Something in their DNA – remember, this is the DNA of a butterfly we’re talking about here – tells them when to make this journey and where to fly to get back to the warm Mexican forests where their “family” came from.

Today I’ve been thinking about and marveling over the inner signals in that tiny insect. The impulses that set it on its journey, the integrity of a miniscule GPS system that guides it on it’s way. The compulsion it must feel to fly at just the right time.

And the way it honors that compulsion without thinking.

If an insect can be so firmly guided by it’s genetics, I think, then how much more are we, without even being aware of it, guided by the genetic soup that sloshes in our large and cumbersome bodies. How many of our own impulses, behaviors, desires, are governed by the mysterious and ancient forces of DNA?

I suspect many more than we like to believe.

But unlike the insect – or birds or fish or other mammals – humans so often ignore the signals our inner spirit sends out. We persist in doing things that go against our grain, whether it’s work, or relationships, or ways of dealing with people. When life doesn’t feel just right, we tell ourselves to buck up and get over it.

When instead we should heed those prickling thoughts and allow them guide us to where we should be.

But so often we’re afraid.

For a long time before we moved, I had those prickling thoughts. That the place I was living wasn’t where I was supposed to be anymore. For an even longer time, I had been ignoring them, afraid to migrate, to make a dangerous journey away from everything I knew. Now that I’ve made the trip, I realize the decision was right. I feel peaceful, as if I’m where I belong.

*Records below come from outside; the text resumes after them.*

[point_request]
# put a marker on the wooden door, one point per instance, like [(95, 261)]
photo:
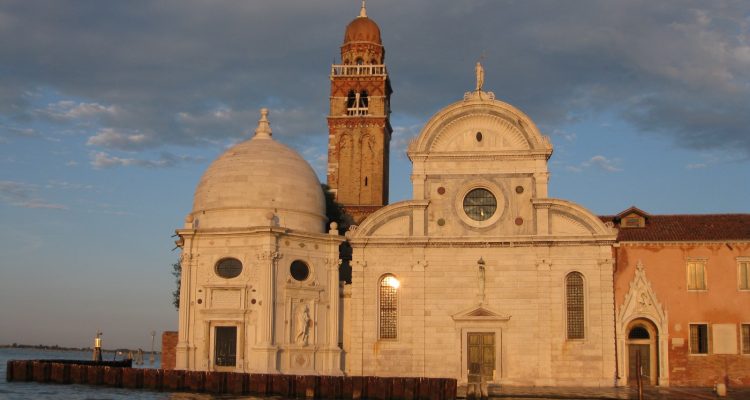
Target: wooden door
[(481, 356), (645, 351), (225, 347)]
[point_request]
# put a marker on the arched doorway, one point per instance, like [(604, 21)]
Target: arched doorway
[(642, 339)]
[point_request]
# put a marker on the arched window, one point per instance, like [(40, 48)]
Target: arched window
[(574, 305), (351, 99), (388, 307)]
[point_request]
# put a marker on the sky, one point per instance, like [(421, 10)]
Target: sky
[(110, 111)]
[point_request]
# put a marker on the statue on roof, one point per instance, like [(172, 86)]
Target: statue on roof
[(480, 76)]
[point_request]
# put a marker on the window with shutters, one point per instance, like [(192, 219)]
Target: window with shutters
[(388, 307), (743, 272), (696, 274), (574, 303), (698, 338)]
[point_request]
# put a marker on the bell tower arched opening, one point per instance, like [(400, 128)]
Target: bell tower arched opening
[(359, 109)]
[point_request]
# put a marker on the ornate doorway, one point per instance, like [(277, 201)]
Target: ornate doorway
[(481, 356), (642, 339), (225, 347)]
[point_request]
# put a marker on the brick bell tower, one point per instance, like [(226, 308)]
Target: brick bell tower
[(359, 129)]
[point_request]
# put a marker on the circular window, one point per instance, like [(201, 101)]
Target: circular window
[(299, 270), (229, 268), (480, 204)]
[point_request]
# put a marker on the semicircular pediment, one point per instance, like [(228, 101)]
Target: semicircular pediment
[(502, 127), (479, 132)]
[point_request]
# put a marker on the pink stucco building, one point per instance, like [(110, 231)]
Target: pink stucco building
[(682, 298)]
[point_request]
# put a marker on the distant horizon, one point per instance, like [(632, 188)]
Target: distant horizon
[(110, 113)]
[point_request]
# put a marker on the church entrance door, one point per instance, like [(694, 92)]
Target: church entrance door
[(642, 340), (225, 347), (481, 356)]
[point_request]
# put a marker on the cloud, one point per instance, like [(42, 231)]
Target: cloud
[(598, 162), (565, 135), (190, 72), (102, 160), (110, 138), (22, 132), (19, 194), (63, 185), (68, 109)]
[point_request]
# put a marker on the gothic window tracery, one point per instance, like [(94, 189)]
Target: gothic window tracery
[(574, 304), (388, 307)]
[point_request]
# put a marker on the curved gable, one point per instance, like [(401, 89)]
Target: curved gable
[(396, 219), (502, 126), (569, 219)]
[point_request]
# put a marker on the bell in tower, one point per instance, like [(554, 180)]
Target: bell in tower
[(359, 129)]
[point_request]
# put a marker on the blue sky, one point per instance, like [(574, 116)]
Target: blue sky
[(111, 111)]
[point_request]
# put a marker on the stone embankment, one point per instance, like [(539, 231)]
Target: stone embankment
[(240, 384)]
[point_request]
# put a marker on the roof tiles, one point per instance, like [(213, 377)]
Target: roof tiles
[(696, 227)]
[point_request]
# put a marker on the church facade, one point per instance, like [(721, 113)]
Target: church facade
[(481, 276)]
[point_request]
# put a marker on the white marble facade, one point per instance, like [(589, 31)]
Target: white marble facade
[(478, 262), (502, 273), (259, 206)]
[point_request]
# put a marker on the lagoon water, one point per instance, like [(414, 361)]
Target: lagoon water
[(49, 391)]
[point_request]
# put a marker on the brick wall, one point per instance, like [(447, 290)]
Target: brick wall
[(708, 370), (168, 349)]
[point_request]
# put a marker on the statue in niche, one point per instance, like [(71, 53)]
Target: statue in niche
[(303, 326), (643, 301)]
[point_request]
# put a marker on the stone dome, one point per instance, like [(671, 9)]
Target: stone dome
[(362, 29), (259, 182)]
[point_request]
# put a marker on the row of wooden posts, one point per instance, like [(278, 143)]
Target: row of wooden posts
[(240, 384)]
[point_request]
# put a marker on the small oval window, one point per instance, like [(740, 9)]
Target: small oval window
[(299, 270), (229, 268)]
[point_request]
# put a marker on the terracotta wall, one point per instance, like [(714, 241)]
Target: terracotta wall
[(721, 303), (168, 349)]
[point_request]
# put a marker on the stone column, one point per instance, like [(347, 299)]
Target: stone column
[(268, 258), (183, 343), (544, 292), (333, 263)]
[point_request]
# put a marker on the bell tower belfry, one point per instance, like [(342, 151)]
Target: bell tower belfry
[(359, 129)]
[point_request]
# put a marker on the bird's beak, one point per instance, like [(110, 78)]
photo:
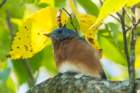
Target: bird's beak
[(47, 34)]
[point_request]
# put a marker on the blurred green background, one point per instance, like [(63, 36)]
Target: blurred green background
[(17, 76)]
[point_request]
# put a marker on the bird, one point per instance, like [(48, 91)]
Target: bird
[(74, 54)]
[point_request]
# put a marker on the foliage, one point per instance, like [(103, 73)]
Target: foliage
[(23, 24)]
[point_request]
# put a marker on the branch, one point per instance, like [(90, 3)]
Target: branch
[(79, 83)]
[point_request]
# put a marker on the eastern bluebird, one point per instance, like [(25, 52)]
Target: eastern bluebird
[(74, 54)]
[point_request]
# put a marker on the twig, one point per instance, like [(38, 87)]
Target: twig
[(122, 18), (31, 81), (2, 3), (129, 59), (132, 55)]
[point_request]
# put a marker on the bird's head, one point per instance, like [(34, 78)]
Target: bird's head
[(62, 34)]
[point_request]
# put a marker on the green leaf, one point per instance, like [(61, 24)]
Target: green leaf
[(42, 5), (48, 59), (4, 74), (89, 7)]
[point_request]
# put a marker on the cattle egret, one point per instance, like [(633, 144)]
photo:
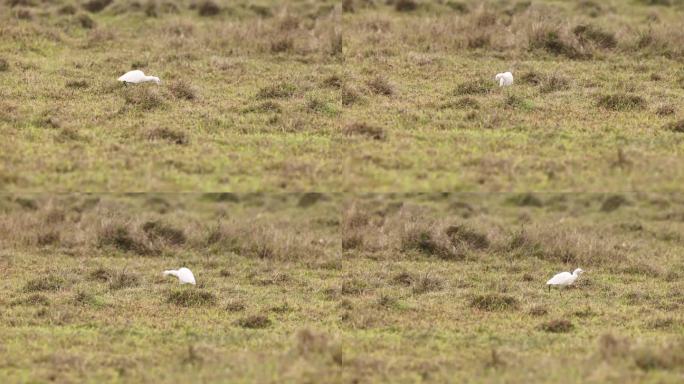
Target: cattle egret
[(184, 275), (505, 79), (137, 76), (564, 279)]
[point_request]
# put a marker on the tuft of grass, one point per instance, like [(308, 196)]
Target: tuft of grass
[(525, 200), (182, 89), (462, 103), (350, 96), (235, 306), (538, 311), (309, 199), (494, 302), (589, 33), (353, 287), (173, 136), (191, 297), (611, 203), (621, 102), (551, 41), (473, 87), (143, 97), (365, 130), (119, 236), (67, 9), (462, 235), (254, 322), (44, 283), (160, 230), (664, 358), (208, 8), (265, 107), (123, 279), (35, 299), (557, 326), (677, 126), (554, 83), (282, 44), (427, 283), (77, 84), (423, 240), (404, 278), (95, 6), (667, 110), (380, 86), (277, 91), (85, 21), (405, 5)]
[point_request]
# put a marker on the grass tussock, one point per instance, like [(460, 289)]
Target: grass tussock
[(182, 89), (123, 279), (557, 326), (254, 322), (380, 86), (613, 202), (44, 283), (427, 283), (208, 8), (191, 297), (473, 88), (144, 98), (646, 357), (169, 135), (309, 343), (277, 91), (494, 302), (96, 6), (677, 126), (621, 102), (364, 130)]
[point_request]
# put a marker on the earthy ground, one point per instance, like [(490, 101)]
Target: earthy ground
[(366, 96), (393, 288), (379, 211)]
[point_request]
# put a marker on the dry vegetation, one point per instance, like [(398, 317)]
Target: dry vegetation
[(341, 288), (70, 126), (593, 79)]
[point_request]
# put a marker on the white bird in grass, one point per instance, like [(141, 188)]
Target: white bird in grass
[(137, 76), (184, 275), (564, 279), (505, 79)]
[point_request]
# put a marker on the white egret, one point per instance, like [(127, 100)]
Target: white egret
[(564, 279), (184, 275), (504, 79), (137, 76)]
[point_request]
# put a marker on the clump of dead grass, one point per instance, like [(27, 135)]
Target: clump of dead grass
[(364, 130), (621, 102), (494, 302), (191, 297)]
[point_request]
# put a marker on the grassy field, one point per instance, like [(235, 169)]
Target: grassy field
[(245, 101), (342, 288), (358, 95), (598, 89)]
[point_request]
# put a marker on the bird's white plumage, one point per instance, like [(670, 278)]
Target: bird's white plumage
[(564, 278), (184, 275), (504, 79), (137, 76)]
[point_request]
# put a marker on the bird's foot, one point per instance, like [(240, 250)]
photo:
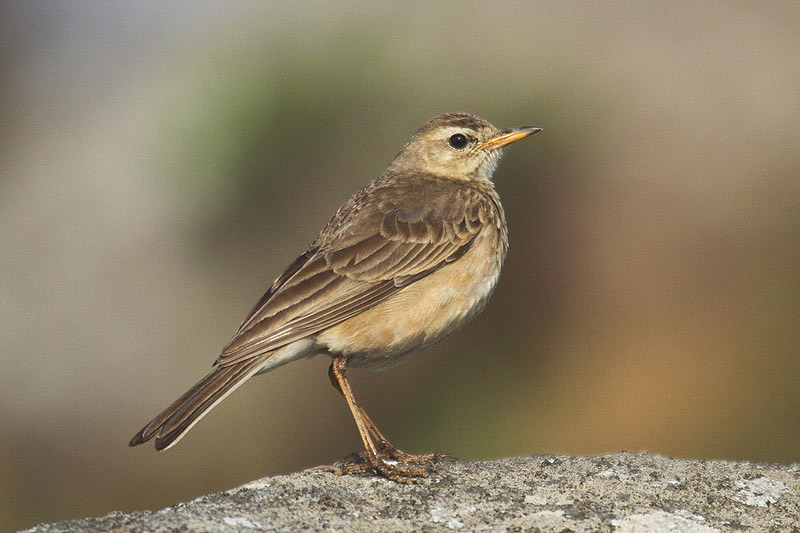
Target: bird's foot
[(364, 461), (409, 465)]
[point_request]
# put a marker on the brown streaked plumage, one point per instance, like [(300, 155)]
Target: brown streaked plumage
[(403, 263)]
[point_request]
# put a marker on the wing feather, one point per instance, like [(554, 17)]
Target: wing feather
[(386, 247)]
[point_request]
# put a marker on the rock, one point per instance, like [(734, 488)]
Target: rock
[(622, 492)]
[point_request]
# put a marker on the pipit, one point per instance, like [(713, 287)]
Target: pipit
[(405, 262)]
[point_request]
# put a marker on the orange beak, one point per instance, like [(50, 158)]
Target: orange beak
[(508, 136)]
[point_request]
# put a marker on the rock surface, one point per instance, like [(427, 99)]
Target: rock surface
[(622, 492)]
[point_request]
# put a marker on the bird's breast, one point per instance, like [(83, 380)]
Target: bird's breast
[(425, 311)]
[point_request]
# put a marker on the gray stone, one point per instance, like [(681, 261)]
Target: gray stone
[(622, 492)]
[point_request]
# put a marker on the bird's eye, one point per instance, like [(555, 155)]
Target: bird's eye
[(458, 141)]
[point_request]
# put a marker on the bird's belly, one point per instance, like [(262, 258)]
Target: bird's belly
[(422, 313)]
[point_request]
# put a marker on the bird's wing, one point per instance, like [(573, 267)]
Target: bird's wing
[(370, 253)]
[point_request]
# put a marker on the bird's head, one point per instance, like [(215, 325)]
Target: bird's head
[(458, 146)]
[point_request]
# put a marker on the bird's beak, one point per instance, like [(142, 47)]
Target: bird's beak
[(508, 136)]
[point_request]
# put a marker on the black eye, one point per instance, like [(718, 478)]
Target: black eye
[(458, 141)]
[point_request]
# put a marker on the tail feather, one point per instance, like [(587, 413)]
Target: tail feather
[(169, 426)]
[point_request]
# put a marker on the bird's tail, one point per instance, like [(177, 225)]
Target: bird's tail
[(186, 411)]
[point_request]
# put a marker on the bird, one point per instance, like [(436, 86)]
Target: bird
[(406, 261)]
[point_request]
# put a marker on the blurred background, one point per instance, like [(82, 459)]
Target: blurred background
[(161, 163)]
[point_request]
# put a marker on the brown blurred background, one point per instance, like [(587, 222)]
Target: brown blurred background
[(162, 162)]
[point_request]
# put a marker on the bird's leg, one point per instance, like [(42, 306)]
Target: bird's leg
[(386, 449), (371, 457)]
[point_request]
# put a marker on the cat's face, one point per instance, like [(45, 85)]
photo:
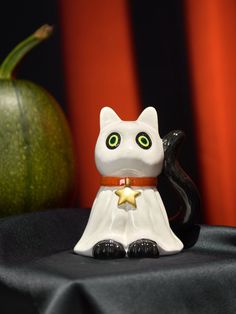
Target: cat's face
[(129, 148)]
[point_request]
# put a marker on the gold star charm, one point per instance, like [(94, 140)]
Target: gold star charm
[(128, 195)]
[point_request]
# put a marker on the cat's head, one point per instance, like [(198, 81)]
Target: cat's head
[(129, 148)]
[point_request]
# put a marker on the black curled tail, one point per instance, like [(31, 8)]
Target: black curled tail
[(189, 197)]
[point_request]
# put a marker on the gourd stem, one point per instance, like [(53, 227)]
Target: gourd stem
[(15, 56)]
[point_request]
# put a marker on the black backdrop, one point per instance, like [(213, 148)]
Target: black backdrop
[(160, 52)]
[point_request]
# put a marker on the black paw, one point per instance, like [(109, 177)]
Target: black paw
[(108, 249), (143, 248)]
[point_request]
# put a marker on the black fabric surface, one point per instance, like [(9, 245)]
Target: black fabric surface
[(39, 273)]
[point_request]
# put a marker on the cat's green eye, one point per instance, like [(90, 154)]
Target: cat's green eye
[(113, 140), (143, 140)]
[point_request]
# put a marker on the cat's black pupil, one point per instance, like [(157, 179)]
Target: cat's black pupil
[(113, 140), (143, 140)]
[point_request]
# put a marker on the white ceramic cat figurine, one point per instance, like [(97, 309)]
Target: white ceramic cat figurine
[(128, 217)]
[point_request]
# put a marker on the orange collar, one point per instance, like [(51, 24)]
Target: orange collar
[(129, 181)]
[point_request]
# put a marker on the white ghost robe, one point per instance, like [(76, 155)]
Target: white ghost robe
[(126, 224)]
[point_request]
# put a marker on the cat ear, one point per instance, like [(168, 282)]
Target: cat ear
[(149, 116), (107, 116)]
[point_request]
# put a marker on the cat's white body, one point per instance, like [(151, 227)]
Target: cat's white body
[(125, 223)]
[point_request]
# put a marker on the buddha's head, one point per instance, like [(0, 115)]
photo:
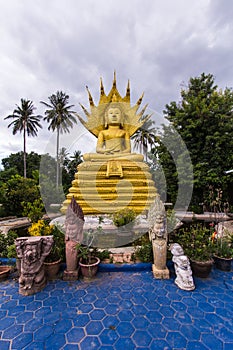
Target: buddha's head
[(113, 115)]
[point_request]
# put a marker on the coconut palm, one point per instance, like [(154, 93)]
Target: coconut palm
[(25, 121), (60, 118), (145, 137)]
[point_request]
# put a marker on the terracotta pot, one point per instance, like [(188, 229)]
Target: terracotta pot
[(4, 272), (223, 264), (89, 270), (201, 268), (52, 269)]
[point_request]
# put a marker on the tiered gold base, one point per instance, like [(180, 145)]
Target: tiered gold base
[(106, 186)]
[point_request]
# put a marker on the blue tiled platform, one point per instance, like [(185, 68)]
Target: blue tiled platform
[(119, 310)]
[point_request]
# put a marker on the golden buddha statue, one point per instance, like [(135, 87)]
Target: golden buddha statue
[(113, 178)]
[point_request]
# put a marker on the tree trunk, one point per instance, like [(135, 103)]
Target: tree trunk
[(24, 153), (57, 155)]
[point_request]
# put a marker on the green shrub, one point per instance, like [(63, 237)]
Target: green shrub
[(123, 217)]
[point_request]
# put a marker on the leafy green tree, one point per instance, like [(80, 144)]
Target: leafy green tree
[(73, 163), (204, 120), (145, 137), (17, 190), (60, 118), (15, 160), (25, 121)]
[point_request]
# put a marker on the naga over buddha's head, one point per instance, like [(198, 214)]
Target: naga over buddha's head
[(97, 118), (114, 115)]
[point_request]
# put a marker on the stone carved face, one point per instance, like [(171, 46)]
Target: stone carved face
[(31, 254)]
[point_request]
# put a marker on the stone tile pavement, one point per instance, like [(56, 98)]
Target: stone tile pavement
[(119, 310)]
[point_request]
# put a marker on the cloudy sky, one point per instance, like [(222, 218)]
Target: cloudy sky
[(65, 45)]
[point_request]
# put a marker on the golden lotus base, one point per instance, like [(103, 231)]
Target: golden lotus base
[(107, 186)]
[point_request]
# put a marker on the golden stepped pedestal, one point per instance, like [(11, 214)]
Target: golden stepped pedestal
[(107, 186)]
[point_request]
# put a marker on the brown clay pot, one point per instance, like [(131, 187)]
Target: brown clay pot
[(4, 272), (89, 270), (201, 268)]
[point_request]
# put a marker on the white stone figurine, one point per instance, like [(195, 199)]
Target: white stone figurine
[(184, 279)]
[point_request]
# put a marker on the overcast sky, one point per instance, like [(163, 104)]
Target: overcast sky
[(50, 45)]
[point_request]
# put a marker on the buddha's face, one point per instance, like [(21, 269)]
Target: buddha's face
[(114, 116)]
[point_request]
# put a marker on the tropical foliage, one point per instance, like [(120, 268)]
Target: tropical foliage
[(60, 118), (145, 137), (204, 120), (25, 121)]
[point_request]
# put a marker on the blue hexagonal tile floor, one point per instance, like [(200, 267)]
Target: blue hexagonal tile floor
[(119, 310)]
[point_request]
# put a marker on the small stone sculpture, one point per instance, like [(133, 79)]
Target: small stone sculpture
[(32, 252), (184, 279), (73, 235), (158, 237)]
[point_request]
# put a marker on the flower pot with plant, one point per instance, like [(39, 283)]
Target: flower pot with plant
[(196, 242), (124, 220), (57, 254), (88, 260), (223, 251)]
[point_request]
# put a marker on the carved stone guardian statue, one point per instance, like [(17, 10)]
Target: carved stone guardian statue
[(32, 252), (158, 237), (73, 235), (184, 279)]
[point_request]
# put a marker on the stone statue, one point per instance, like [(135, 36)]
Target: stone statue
[(113, 178), (32, 252), (73, 235), (184, 279), (158, 237)]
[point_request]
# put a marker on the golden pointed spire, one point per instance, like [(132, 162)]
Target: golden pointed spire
[(95, 119), (139, 101), (114, 80), (90, 97), (102, 93)]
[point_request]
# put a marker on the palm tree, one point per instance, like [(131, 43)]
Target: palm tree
[(145, 137), (24, 121), (60, 118)]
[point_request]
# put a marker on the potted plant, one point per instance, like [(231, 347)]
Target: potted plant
[(223, 250), (57, 254), (88, 261), (196, 241), (124, 221)]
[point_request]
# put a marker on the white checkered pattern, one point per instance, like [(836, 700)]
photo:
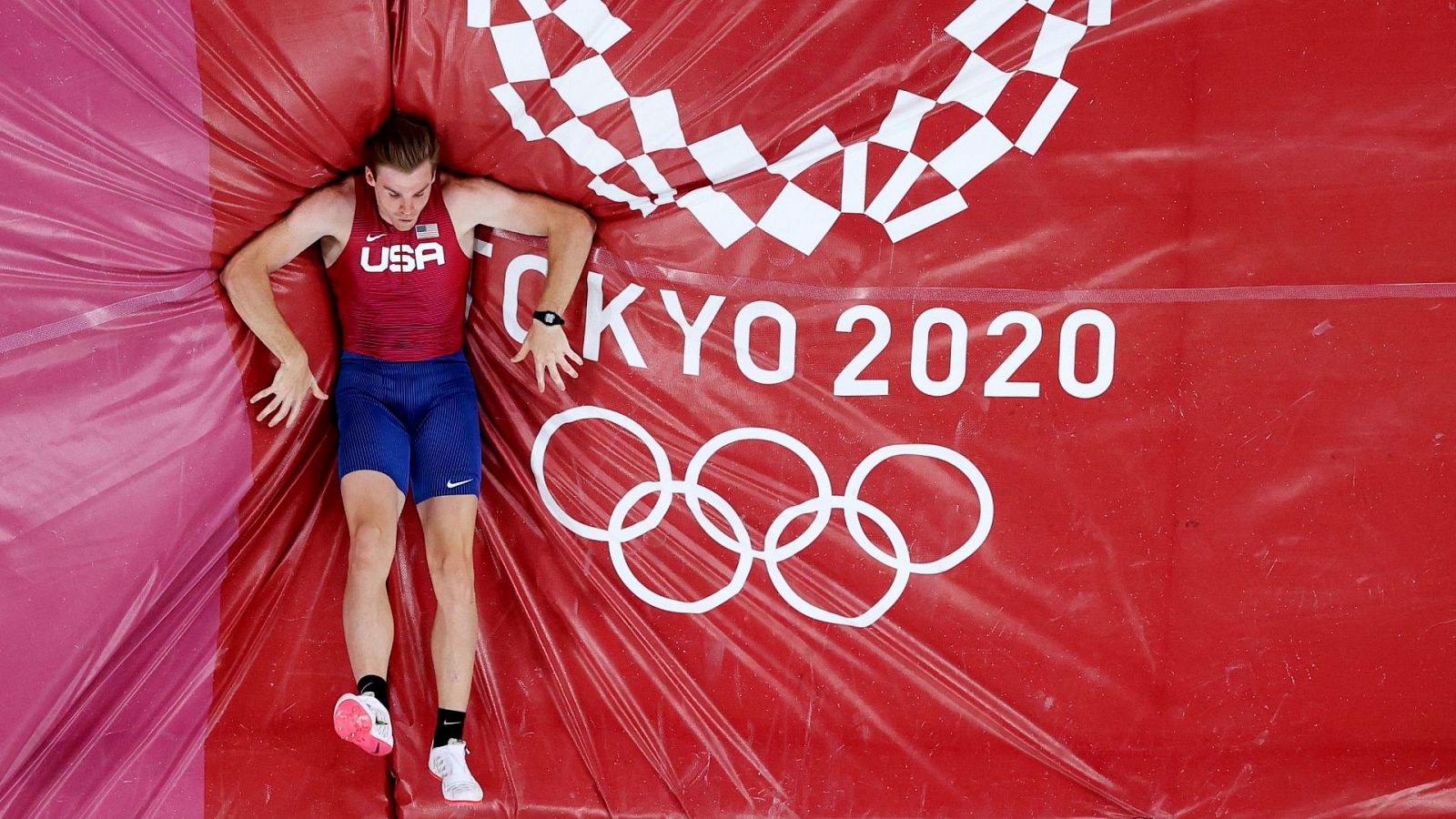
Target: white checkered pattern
[(795, 216)]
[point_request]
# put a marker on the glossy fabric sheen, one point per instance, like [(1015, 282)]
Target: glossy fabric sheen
[(990, 409), (412, 420), (400, 295)]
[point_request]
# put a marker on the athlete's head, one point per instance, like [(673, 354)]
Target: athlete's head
[(399, 164)]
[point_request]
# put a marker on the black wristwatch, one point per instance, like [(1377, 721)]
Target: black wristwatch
[(548, 318)]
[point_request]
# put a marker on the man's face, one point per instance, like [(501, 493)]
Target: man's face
[(400, 196)]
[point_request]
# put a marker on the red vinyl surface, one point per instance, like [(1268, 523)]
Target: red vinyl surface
[(800, 541)]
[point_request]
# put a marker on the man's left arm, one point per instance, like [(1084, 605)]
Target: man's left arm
[(568, 234)]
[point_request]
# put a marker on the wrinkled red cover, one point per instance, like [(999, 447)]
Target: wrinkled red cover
[(1215, 584)]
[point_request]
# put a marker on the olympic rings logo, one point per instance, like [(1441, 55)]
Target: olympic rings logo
[(774, 552)]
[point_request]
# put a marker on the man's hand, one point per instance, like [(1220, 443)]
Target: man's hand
[(552, 351), (290, 389)]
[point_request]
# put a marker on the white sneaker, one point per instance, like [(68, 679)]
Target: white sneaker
[(456, 783), (364, 720)]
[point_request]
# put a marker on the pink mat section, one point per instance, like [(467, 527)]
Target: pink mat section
[(124, 442)]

The monarch butterflies in Kingsolver’s story have taken a wrong turn in their migration, things have happened which set them off course and changed the natural progression of their lives. This is mirrored in the book by the circumstances of its heroine, Dellarobia Turnbow, an intelligent young woman who was ready to fly from the foothills of rural Appalachia and onto college when she was derailed by her parents’ deaths and an unplanned pregnancy. She has been at odds with her world ever since, though she has done her best to buck up and get on with it. Something inside her has never felt quite right, and until the butterflies arrived on her mountain, she didn’t know what it was.

Those tiny butterflies live without fear and follow the compulsion that sends them forth, even though in this case it could mean complete extinction. I haven’t finished the book, so I don’t know if Dellarobia will heed their example, or how her story will end if she does.

Change is never without price, movement from one place to another is always fraught with a certain amount of danger. But if you can connect with your inner nature, with the primal forces that make you healthy and whole and alive, I have to believe you’re more likely to migrate successfully.

Thanks to TLC Book Tours for the opportunity to read this wonderful novel.